Contrast is the base end and the emitter voltage of the transistor (Q ₄₎ high when the adjustment of the variable resistance o 'clock, the red drive potentiometer to (VR ₃₎ to the maximum (VR ₅₎ is the height balance adjustment, and thus the transistor (Q ₅₎ Since the voltage at the base and emitter ends becomes high, the zener diode ZD ₁ becomes lower than the zener voltage and off, and the anodic voltage of the diode D ₂ becomes high, so that the amplification of the transistor Q ₆ becomes large and thus an image amplifier circuit ( 5 '), and when the contrast variable resistor VR ₃ is minimized, the voltage at the base and emitter terminals of the transistor Q is lowered, and the voltage at the base and emitter terminals of the transistor Q ₅ is also lowered. The diode ZD ₁ is turned on, and since the anode voltage of the diode D ₂ is low, the amplification degree of the transistor Q ₆ is low and is applied to the image amplifier circuit 5 '.

Thus, the contrast at the maximum of the variable resistor (VR ₃₎ red, green, since the white balance is adjusted by adjusting the blue drive potentiometer contrast variable resistor (VR ₃₎ of at least the red, green and blue video driver circuit of the transistor amplifier also including Because the white balance is changed by the difference of, the zener diode (ZD ₁ ) and the semi-fixed variable resistor (VR ₁ ) which are conducting because the zener voltage becomes higher than the minimum is changed, and the cathode voltage of the diode (D ₂ ) is changed. The white balance of red, green, and blue when the variable resistor is minimum is the same as when the contrast variable resistor is maximum.
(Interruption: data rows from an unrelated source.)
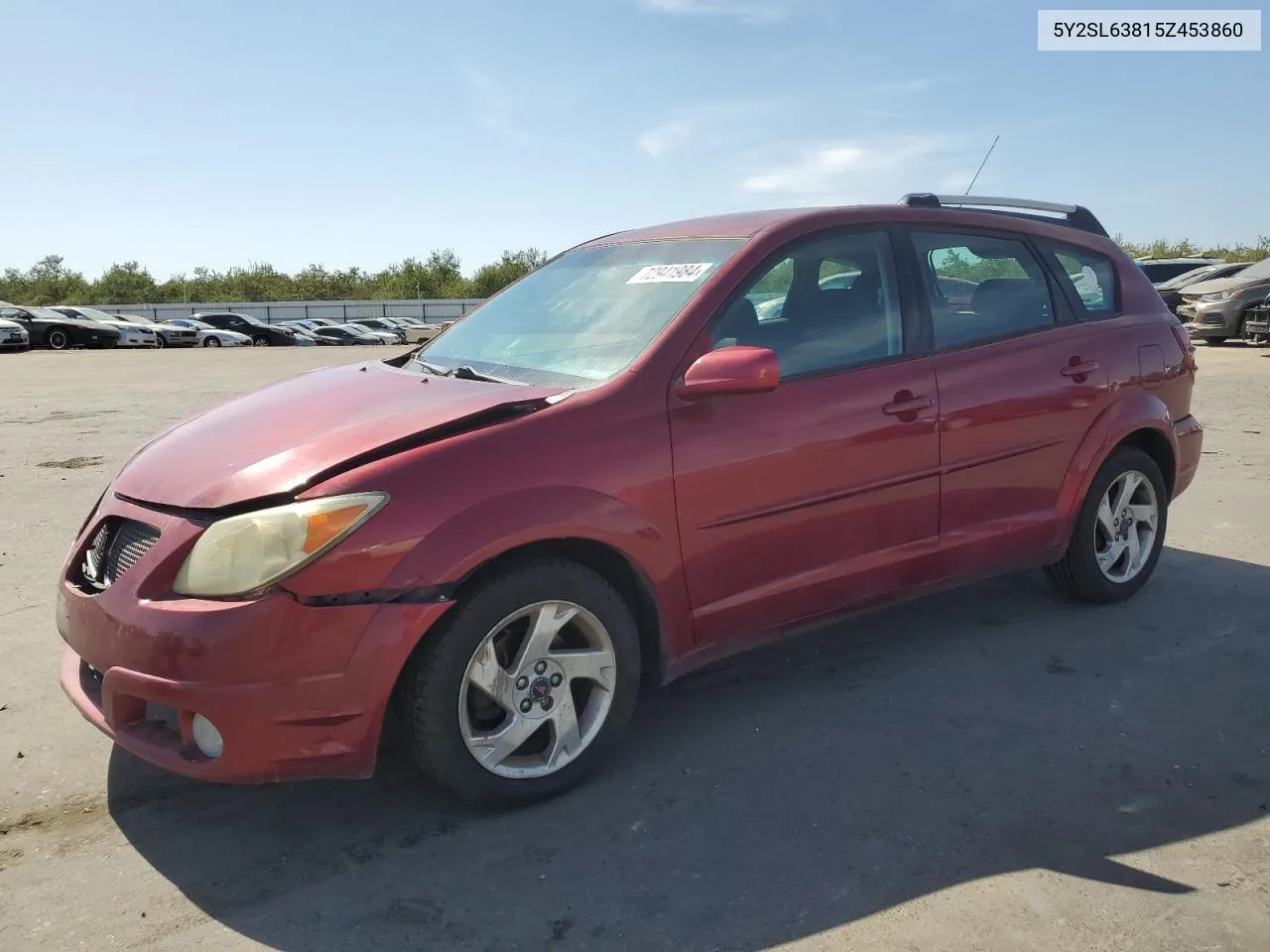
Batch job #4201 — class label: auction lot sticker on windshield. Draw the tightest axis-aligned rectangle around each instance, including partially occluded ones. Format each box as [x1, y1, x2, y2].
[626, 262, 713, 285]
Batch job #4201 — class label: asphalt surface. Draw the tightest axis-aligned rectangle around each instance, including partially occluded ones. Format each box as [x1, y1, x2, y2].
[0, 346, 1270, 952]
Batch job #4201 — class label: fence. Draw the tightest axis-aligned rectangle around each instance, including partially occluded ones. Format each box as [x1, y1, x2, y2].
[94, 298, 481, 323]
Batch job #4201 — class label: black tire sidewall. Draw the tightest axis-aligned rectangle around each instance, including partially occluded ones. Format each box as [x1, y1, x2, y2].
[405, 559, 640, 806]
[1067, 447, 1169, 602]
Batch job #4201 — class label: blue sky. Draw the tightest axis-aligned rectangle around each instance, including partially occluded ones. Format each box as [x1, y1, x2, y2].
[0, 0, 1270, 280]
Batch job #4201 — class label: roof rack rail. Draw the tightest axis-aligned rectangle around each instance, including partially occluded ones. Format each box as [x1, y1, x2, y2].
[899, 191, 1110, 237]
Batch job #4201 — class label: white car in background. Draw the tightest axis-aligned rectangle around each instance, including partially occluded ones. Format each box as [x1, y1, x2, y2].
[0, 318, 31, 350]
[49, 304, 159, 346]
[168, 317, 251, 346]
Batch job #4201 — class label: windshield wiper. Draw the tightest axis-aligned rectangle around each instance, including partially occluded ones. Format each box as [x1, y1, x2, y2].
[414, 358, 521, 384]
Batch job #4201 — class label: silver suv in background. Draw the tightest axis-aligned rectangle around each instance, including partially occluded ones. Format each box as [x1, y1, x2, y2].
[1178, 258, 1270, 344]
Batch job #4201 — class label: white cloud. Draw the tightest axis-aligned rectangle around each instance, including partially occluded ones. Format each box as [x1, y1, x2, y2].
[640, 0, 789, 23]
[635, 99, 774, 159]
[458, 63, 530, 145]
[635, 119, 693, 159]
[740, 136, 964, 203]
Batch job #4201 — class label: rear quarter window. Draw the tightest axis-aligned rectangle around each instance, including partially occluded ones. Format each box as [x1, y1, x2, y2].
[1047, 244, 1120, 317]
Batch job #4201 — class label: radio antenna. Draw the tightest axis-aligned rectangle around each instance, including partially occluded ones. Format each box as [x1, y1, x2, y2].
[965, 136, 1001, 194]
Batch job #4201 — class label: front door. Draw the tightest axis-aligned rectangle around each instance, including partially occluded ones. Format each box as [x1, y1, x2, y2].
[670, 231, 940, 647]
[912, 231, 1108, 575]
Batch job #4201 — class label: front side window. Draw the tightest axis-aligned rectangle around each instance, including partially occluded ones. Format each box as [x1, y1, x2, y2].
[710, 232, 904, 377]
[408, 239, 744, 389]
[913, 232, 1054, 349]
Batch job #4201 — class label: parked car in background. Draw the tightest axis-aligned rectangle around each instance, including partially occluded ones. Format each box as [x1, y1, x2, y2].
[49, 304, 159, 346]
[1156, 262, 1248, 313]
[1243, 298, 1270, 344]
[1178, 258, 1270, 344]
[56, 194, 1203, 805]
[0, 300, 122, 350]
[381, 317, 440, 344]
[282, 320, 334, 346]
[344, 321, 405, 344]
[350, 317, 408, 344]
[102, 313, 198, 348]
[190, 311, 298, 346]
[314, 323, 384, 345]
[168, 317, 251, 346]
[0, 320, 31, 350]
[1134, 258, 1225, 285]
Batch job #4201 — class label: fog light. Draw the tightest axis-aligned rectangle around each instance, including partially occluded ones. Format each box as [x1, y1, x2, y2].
[191, 715, 225, 759]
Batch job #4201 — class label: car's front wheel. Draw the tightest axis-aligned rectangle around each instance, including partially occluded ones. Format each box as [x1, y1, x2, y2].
[403, 558, 640, 806]
[1045, 447, 1169, 603]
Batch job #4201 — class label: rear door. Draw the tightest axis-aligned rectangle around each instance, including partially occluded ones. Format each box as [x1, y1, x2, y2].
[670, 230, 939, 645]
[912, 228, 1114, 575]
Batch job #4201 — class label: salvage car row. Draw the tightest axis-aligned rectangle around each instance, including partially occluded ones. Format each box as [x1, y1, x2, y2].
[0, 300, 448, 350]
[1137, 258, 1270, 344]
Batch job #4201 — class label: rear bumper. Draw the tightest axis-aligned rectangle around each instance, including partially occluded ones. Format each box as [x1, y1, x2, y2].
[1174, 416, 1204, 499]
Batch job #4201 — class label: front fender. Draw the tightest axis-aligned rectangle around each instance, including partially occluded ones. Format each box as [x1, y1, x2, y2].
[386, 486, 693, 657]
[1058, 390, 1178, 548]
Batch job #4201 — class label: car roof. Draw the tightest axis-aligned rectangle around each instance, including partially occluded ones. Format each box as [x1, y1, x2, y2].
[576, 195, 1110, 249]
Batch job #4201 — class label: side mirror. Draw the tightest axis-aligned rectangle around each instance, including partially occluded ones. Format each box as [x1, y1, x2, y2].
[675, 345, 781, 400]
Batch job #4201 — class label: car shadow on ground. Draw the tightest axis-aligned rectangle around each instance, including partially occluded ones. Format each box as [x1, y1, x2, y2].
[109, 549, 1270, 952]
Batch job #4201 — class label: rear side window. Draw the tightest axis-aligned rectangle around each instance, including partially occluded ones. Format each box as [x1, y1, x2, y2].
[913, 232, 1054, 349]
[1049, 245, 1120, 317]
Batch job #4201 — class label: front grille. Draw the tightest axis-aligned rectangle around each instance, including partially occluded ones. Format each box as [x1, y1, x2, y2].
[80, 517, 159, 590]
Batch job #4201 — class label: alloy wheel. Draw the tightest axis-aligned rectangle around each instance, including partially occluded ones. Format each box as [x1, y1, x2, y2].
[1093, 470, 1160, 584]
[458, 602, 617, 778]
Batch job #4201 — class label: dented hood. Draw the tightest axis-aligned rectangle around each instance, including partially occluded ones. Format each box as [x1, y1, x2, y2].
[112, 362, 566, 509]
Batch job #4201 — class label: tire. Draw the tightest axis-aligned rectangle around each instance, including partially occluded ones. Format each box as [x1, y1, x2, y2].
[401, 558, 640, 807]
[1044, 447, 1169, 604]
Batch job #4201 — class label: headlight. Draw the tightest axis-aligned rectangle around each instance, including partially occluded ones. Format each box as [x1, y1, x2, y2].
[173, 493, 389, 597]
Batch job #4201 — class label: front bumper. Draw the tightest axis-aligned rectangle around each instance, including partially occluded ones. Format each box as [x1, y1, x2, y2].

The circuit configurations of green and blue are also the same, and the operation description accordingly is the same as above, so that red, green, and blue are simultaneously white balance adjusted.

Therefore, because it adjusts compensated by the semi-fixed variable resistor (VR ₄₎ to teuleojineun the white balance when the red, green, and white balance to the blue drive potentiometer from the maximum of the contrast variable resistance to the back at least a contrast potentiometer jojeonghan contrast variable Even when the resistance is scarce, it maintains the same balance as when the contrast variable resistance is maximum.

Claims (1)

First DC power supply 1 ', second DC power supply 2', resistors R ₅ -R ₁₀ (R ₁₄ -R ₁₆ ), variable resistors VR ₃ (VR ₅ ), transistors (Q ₄ (Q ₅ ) (Q ₆ ) An image driving circuit comprising a diode D ₂ , a green, blue, driving circuit section 3 ', a red signal input terminal 4', and an image amplifying circuit section 5 '. 1 Connect the resistor R ₁₁ to the DC power supply 1 'to the ground by connecting the variable resistor VR ₄ and the resistor R ₁₂ in series, and to the center terminal of the semi-fixed variable resistor VR ₄ . And a resistor (R ₁₃ ) connected to the (ZD ₁ ) and connected to the emitter terminal of the transistor (Q ₅ ).